Websites can be very useful for HPC to allow easier access. Recently we had an issue with a website we use and learned a few things on the way.
Know your users
A website has been running fine for a number of months – and building up a user base. However we recently hit an issue where a large number of users using the service caused the site to have slow page loads and timeouts. Errors in the Apache logs seemed to suggest some sort of timeout issue so naturally we tried increasing the timeout in Apache as a quick fix until we found the culprit. This did not have an effect and therefore we had to look elsewhere for the issue.
Know your application
One aspect of this service which made me suspicious was the use of file locks when performing many operations which required reading and writing to shared files between processes. The website used CGI scripting with Perl to create the pages and the Perl used
flock to lock files. These lock files may have been causing some issues with lock contention and race conditions when serving many users.
Know your filesystem
Since we were serving the webpages from an NFS mount it seemed the use of NFS may have been causing slower response. Searching the Internet for NFS and file locking (since we suspected file locking as an issue) it seems there are many reports of file locking having issues with NFS, but also reports it should work as well. We have made sure we have allowed all NFS traffic through the firewall and that the NFS server can be resolved by hostname not just IP (and to make sure sync is set in mount options just to be sure).
Know your testing
Now that we have made some changes we decided to try and perform some testing on the site. Some useful tools to perform this type of work was Selenium which automates website users. We could then spawn a few “users” and make sure the system responds correctly.

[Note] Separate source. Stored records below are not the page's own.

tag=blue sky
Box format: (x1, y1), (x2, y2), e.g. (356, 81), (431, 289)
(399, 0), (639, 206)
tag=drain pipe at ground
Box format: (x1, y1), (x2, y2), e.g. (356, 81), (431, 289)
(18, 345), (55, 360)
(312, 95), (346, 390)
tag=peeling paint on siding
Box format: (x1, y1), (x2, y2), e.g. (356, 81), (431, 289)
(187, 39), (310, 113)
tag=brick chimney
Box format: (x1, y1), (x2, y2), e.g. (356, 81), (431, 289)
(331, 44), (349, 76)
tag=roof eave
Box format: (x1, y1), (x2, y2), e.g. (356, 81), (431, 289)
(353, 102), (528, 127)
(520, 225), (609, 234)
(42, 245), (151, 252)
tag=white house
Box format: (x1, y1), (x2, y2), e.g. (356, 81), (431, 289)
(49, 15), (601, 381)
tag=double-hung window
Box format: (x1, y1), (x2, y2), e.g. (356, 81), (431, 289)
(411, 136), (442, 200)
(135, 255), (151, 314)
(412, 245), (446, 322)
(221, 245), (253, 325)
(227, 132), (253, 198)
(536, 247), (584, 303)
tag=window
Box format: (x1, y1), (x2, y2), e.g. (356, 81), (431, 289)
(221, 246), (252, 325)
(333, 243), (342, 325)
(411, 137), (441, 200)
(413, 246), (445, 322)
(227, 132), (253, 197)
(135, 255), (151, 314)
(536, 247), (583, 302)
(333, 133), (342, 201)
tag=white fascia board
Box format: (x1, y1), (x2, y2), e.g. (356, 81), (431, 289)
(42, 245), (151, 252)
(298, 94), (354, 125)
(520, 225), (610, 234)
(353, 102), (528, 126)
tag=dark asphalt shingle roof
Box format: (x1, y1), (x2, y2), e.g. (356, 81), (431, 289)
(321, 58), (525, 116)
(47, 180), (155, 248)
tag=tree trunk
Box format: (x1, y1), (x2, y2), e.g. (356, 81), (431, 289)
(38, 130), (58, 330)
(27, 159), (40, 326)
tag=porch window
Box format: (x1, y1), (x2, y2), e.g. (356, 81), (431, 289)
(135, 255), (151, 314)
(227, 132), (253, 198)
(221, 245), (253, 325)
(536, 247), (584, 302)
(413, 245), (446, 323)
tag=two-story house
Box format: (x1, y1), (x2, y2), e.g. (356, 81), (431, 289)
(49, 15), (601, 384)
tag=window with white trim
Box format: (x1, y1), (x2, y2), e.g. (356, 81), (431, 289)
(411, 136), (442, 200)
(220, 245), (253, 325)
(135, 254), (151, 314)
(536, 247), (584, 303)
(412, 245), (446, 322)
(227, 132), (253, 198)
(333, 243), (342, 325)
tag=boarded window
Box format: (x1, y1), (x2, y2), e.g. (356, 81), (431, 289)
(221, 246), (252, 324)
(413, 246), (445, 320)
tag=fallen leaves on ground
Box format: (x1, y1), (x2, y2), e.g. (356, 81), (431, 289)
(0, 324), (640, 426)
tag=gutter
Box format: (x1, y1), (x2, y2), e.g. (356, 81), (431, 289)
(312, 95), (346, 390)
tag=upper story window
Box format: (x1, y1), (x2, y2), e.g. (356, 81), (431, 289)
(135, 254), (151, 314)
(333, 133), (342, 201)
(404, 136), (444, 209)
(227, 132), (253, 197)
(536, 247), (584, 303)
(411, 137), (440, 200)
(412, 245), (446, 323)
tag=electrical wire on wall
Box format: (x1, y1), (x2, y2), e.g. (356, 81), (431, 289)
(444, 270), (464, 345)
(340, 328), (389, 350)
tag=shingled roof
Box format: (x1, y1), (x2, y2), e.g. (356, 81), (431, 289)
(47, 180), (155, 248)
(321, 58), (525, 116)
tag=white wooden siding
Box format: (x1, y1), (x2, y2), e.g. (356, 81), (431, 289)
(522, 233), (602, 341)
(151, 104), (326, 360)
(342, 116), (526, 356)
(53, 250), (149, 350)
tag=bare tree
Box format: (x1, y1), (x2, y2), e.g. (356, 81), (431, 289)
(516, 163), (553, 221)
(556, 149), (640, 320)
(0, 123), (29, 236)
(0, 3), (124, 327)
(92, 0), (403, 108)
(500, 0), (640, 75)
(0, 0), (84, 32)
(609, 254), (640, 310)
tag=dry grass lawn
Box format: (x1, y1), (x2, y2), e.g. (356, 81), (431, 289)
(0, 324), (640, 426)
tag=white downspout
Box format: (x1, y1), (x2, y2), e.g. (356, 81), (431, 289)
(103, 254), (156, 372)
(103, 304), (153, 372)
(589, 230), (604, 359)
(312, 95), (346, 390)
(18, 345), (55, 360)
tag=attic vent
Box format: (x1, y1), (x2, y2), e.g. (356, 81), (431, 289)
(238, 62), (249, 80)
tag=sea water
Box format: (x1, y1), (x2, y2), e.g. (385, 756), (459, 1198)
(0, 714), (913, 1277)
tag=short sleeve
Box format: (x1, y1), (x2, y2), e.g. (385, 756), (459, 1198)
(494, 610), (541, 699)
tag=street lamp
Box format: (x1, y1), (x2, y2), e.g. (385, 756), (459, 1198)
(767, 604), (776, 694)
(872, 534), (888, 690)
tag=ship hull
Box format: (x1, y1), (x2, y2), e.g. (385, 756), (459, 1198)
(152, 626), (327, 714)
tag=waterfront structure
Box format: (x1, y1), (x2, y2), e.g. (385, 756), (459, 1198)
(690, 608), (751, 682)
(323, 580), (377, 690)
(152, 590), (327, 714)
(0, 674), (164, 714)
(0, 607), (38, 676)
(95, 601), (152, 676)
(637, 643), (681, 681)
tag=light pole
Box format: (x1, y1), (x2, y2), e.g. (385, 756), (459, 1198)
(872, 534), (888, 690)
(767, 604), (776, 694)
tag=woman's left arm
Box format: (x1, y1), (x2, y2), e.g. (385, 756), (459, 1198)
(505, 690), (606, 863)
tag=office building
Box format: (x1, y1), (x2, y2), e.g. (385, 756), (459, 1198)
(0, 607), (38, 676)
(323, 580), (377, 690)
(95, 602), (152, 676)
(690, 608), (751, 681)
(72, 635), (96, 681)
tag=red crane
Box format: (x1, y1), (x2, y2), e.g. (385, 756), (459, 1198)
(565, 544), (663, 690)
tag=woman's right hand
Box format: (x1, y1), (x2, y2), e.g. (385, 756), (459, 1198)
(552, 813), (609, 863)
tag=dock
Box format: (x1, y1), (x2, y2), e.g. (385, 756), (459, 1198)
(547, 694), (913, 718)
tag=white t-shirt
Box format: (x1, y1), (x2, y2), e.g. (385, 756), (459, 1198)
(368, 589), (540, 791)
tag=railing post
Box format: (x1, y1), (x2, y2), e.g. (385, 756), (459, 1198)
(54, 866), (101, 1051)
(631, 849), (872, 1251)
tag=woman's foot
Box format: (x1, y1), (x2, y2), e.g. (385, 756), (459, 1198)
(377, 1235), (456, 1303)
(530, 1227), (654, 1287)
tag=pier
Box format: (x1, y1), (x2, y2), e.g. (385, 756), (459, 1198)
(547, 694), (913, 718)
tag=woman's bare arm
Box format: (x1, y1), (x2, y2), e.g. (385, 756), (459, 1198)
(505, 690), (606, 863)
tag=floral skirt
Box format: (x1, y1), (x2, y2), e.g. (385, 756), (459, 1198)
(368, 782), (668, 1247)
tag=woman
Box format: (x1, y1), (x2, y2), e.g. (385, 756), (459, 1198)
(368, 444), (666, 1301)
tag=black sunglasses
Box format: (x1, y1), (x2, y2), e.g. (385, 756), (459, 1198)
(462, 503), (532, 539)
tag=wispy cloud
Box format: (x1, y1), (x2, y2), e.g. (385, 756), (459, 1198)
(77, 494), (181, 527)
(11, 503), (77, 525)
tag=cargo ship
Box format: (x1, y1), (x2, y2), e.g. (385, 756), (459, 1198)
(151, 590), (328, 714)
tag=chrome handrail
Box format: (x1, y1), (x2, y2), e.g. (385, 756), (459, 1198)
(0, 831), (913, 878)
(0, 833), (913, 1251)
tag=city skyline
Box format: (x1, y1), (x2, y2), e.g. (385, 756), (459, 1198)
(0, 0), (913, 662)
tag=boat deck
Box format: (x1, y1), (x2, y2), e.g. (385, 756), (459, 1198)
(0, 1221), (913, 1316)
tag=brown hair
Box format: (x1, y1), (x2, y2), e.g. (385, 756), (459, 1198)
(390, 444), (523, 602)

A few issues were hit due to the site dynamically creating content (check Internet about Selenium and AJAX). Using Selenium Builder in Firefox also helped find which calls to make in the Python script.
Know your future
The lessons learnt during this time was very instructive and could be used in many future scenarios. Apache logs are useful but make sure you know what your web application is doing, in this case it was having issues locking shared files between users of the site. Being able to load-test a website is also useful and performing it in Python was very easy to test and adapt when needed. Maybe specific future posts about topics encountered here could be worthwhile.